Friday, December 25, 2015

Cranky Kid Becomes Grouchy Brat: Ten Years On The Case

I still don't know who this kid is or where he came from, by the way.

I'd guess he's 12 or 13 years old now and engaged in the somewhat dubious pre-adolescent male bonding rituals that are universal methinks. Titty pictures are an ever enjoyable source of entertainment for the male of the species. I was a Boy Scout. I know.

We here at the Dougloid Papers mark the beginning of year 10 in the pursuit of Truth, Justice, and the Amurricun Way of Life. It seems like only yesterday that I started this tirade and it has strayed a little bit from commenting on the aviation scene, but a few observations are in order.

The A380 seems to have survived the initial pangs of launch, growth, blown deadlines and general obesity that dog all new aircraft launches as has the A350 and the A400. It was the same at McDonnell Douglas when we launched the MD11 and the C17. I don't know about the T-45, we had it in Long Beach and screwed that pooch so far into oblivion that St. Louis snatched it away from us but I suspect it was overweight and robust, kinda like a slightly overage rugby player.

The jury's still out on whether Airbus will ever make money, but since the taxpayers are footing the bill as they usually do in Europe, it's unlikely that it will ever matter. On the other hand, recent events such as the impoverishment of Spain, Portugal, Italy and Greece and the mad rush of impoverished refugees from the middle east and Africa  seem to suggest that although deep, the pockets of the German banks and taxpayers are not bottomless.

Why German banks? We've talked about this matter before here and here and here .
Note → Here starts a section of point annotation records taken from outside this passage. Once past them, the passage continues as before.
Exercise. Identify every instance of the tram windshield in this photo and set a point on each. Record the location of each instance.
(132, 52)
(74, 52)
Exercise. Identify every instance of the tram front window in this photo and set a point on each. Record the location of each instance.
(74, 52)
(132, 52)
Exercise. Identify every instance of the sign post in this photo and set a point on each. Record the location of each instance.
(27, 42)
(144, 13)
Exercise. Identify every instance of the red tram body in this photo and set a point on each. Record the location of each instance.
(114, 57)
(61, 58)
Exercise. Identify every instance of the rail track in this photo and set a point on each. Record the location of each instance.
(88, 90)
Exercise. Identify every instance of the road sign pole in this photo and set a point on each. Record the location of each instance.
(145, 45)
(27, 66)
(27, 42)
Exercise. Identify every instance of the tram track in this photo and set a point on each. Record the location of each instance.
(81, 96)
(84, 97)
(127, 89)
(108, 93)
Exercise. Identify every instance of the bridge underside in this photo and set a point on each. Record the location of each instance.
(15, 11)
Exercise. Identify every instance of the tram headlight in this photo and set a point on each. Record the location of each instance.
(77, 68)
It was common knowledge around the McDonnell Douglas facility in Long Beach that about 450 MD11s would need to be built and sold before they started making any money on the project. As it happens, it didn't happen.

In the 20 years since it was first announced, so Forbes tells us, the A380 cost a cool $25 billion to develop, and they've delivered 176 of them since the first one in 2005. At this rate they've got 290 more to build before they're in profit-which amounts to another 16 years assuming all goes according to plan. That's problematic when highly positioned insiders start making noises about shutting down A380 production and throwing in the towel, as recently happened.

Boeing's 747-8 not as spiffy as but cheaper than competitor is not doing very well either.

Nonetheless one of my pals from back in my days had a ride on an A380 to Dubai and back and said it was an other worldly experience, akin to a smallish, very well appointed planet in its own orbit floating above the moiling and grubby world below.

All of this seems to suggest that "Four Engines For Long Haul" as the Airbus folks used to chant like obnoxious Hare Krishnas back in the days of the A340 translates into "Four Engines Is Twice As Much As You Need."

The Big Twins-the 777, the 787, and the A350-seem to be the wave of the future, and composite construction has been vindicated with over 350 787s in the air.

The other major event in the aviation world is that the C-17 is no more, and as I predicted 8 years ago before booted me off the site permanently Long Beach would have no 767 tanker line, no 737 line, and in fact was as dead as last week's salmon.

Enough of that.

We soldier on here as best we can. I'm still not saying I clobbered the Grim Reaper but He has been in my rear view mirror for a couple years shaking his fist and allowing as how he'll get my skinny ass some other day and give me a bus ticket to hell. I'll wait happily on my park bench.

The Dragon Lady will be retired a year from now or so and will finally get to do what she's always wanted to do which is get paid while sitting on her ass watching television. I remember this every month when the mail lady brings the Social Security check and the $58.37 the State of Iowa long may she wave sends my way just for being me, and I highly recommend it to anyone who's read this far.

I'll see you this time next year if the good Lord is willing and the creek don't rise.